Graphic titled “Agent” showing a market overview of agentic (autonomous) solutions in finance and commerce. On the left, “Established players” include Mastercard (Shopping Muse – Conversational Commerce) and PayPal (Agentic Commerce; Cymbio – New Era of Agentic Commerce). On the right, “Challenger” includes Autonomous (Financial Agent), bitpanda.ai (AI Wealth Coach), arta ai (AI Sidekick for Investing), and Ryt Bank (AI-Powered Bank).

What shifts in retail banking when agents decide

Agents can make decisions themselves within predefined rules, limits, and approval thresholds. That’s the most powerful and most consequential stage.

It likely won’t arrive in one big leap, but step by step. Trust is built through use: first Navigator, then Co‑Pilot – and only then will people be ready to delegate decisions and execution. It starts with repetitive tasks and grows with positive experiences.

For customers, this mainly means routines run in the background. Less app‑opening, less micromanagement – more focus on outcomes. At the same time, risk management becomes proactive: anomalies are detected, prioritized, and escalated when needed before damage occurs. And because comparisons, follow‑ups, and switching processes can be triggered automatically, everyday negotiating power increases. The key requirement is transparency despite autonomy: instead of constant push notifications, there are short logs showing what happened – and why.

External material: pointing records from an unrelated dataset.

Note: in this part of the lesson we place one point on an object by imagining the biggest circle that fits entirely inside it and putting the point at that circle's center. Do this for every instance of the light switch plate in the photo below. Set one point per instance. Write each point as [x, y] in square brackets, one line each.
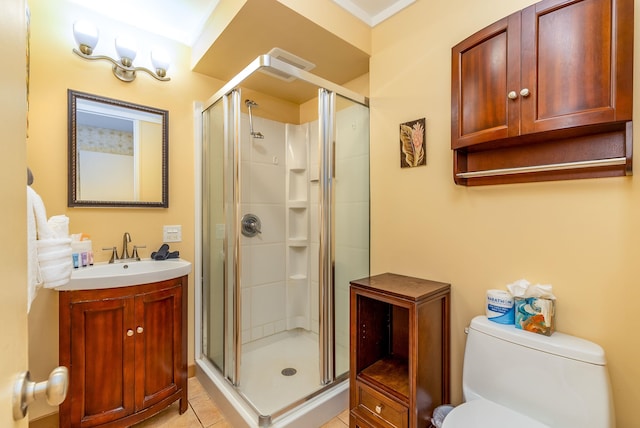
[172, 233]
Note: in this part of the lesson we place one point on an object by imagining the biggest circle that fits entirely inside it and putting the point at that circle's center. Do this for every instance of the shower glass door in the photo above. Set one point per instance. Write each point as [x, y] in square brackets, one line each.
[275, 309]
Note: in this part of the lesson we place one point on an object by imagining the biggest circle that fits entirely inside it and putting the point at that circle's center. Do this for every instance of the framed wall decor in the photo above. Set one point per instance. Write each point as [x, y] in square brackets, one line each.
[413, 144]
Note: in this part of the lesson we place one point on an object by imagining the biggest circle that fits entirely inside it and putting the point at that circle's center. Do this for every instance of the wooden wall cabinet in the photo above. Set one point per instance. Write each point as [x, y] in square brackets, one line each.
[549, 85]
[399, 366]
[126, 350]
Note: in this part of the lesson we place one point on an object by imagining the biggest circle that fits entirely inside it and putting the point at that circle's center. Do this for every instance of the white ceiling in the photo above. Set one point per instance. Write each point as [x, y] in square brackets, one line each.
[182, 20]
[249, 35]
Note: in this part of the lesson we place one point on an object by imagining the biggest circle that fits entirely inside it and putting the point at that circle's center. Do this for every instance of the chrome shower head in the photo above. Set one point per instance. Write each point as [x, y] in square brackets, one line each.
[250, 104]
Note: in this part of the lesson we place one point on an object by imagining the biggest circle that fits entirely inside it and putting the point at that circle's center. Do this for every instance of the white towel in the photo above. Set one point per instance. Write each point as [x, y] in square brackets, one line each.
[49, 251]
[34, 280]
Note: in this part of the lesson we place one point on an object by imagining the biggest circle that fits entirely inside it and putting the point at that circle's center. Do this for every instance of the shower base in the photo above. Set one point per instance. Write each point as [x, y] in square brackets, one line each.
[269, 390]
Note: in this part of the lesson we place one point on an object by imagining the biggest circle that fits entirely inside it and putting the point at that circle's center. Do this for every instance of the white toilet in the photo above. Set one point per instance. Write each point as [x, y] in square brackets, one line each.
[515, 378]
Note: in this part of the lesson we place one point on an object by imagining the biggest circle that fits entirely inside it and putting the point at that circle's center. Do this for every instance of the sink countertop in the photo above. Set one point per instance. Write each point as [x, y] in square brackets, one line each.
[112, 275]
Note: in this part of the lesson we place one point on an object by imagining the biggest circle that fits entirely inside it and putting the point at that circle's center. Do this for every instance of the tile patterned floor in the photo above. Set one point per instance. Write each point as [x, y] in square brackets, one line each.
[203, 413]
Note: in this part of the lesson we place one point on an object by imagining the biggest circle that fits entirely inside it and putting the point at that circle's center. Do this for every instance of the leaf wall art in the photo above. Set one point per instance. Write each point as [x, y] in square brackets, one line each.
[413, 145]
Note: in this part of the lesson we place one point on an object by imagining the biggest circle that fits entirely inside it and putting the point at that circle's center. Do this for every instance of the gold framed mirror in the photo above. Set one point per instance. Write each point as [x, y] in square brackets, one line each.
[118, 153]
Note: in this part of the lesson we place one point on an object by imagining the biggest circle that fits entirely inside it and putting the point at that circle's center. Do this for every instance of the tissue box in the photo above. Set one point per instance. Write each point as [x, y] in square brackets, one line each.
[535, 314]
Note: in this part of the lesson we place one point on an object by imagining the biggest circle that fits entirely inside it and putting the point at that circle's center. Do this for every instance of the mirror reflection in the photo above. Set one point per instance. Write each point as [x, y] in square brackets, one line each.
[117, 153]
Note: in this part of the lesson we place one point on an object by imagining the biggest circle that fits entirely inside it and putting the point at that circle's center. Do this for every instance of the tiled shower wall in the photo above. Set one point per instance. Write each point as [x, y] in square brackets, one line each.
[263, 256]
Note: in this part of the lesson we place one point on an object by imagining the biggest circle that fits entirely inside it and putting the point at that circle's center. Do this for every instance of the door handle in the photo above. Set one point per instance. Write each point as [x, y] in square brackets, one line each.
[26, 392]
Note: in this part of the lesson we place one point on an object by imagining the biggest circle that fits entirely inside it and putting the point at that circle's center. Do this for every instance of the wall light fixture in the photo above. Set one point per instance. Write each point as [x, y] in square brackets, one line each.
[86, 36]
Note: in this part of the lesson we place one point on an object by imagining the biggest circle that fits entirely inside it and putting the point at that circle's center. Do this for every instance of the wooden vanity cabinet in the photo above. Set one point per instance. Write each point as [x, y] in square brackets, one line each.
[399, 366]
[126, 350]
[550, 84]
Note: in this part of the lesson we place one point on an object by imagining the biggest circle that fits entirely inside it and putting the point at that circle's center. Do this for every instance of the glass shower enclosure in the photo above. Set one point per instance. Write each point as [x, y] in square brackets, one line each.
[285, 227]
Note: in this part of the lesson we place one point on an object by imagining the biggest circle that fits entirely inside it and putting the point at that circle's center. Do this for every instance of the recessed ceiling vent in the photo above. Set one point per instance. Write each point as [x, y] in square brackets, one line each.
[289, 58]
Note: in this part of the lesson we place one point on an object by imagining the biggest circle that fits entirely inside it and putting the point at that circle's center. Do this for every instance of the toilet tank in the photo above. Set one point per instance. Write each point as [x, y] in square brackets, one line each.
[560, 380]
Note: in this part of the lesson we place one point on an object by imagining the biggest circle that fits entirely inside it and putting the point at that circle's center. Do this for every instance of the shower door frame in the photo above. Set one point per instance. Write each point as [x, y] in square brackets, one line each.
[229, 94]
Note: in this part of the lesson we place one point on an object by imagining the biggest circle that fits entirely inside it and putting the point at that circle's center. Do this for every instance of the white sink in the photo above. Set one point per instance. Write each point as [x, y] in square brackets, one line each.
[111, 275]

For retail banking, the implications are far‑reaching: when customers delegate decisions and execution to their AI agents, customer access shifts, from direct human interaction to an AI layer through which requests, decisions, and transactions increasingly flow. Banks therefore need to design for an agent channel: compatible actions, robust consent mechanisms, audit trails, and fraud and dispute processes.

That raises a strategic question: Is it advantageous for banks if the customer’s AI agent is provided by the bank itself, or if the bank primarily functions as a secure data‑and‑action provider for third‑party agents?

Conclusion: AI assistants will become the norm — the question is by whom

Of course, the evolution of AI assistants in personal financial management isn’t governed by laws of nature. Still, we expect the benefits to be large enough that this technology will prevail. It won’t happen overnight, but likely faster than the digital transformation of the financial industry we’ve experienced so far.

If AI shapes personal financial management, one question becomes central: who provides these AI assistants?



Matrix graphic with columns “Strengths” and “Weaknesses” and five rows: Banks, Fintechs, Tech platforms, AI platform providers, and DIY solutions. Banks: strengths “customer access, trust, long data history”; weaknesses “regulatory requirements, speed of execution, distrust due to cross-selling.” Fintechs: strengths “UX focus, high speed”; weaknesses “trust/brand depth, dependence on data access, distrust due to cross-selling.” Tech platforms: strengths “reach, own ecosystems, AI capabilities”; weaknesses “trust in a financial context, regulatory friction.” AI platform providers: strengths “technology stack, speed of innovation”; weaknesses “trust/liability, regulatory embedding.” DIY solutions: strengths “immediately possible, high control”; weaknesses “effort (initial and ongoing), security, blind spots.”

Choosing the provider is potentially disruptive: if the assistant doesn’t come from the primary bank, an AI layer inserts itself between customer and institution. Relationship, context, and steerability weaken.

Once that distance grows, market dynamics change. Switching banks is still often painful for people; for agents it’s just another task. What customers avoid out of convenience today, an agent may automate tomorrow, including follow‑ups, optimizations, and price comparisons. Loyalty can be encoded as a rule. But consistently choosing the second‑best option usually comes with a cost, often worse terms or less performance.

Our message: don’t underestimate the speed of the market, and don’t overestimate your institution’s pace to adapt. To remain relevant in retail banking, banks should roll out Navigator and Co‑Pilot functions now and, in parallel, build the agent rails: actions, consent, audit, fraud, and disputes, so the bank remains compatible in the age of agents.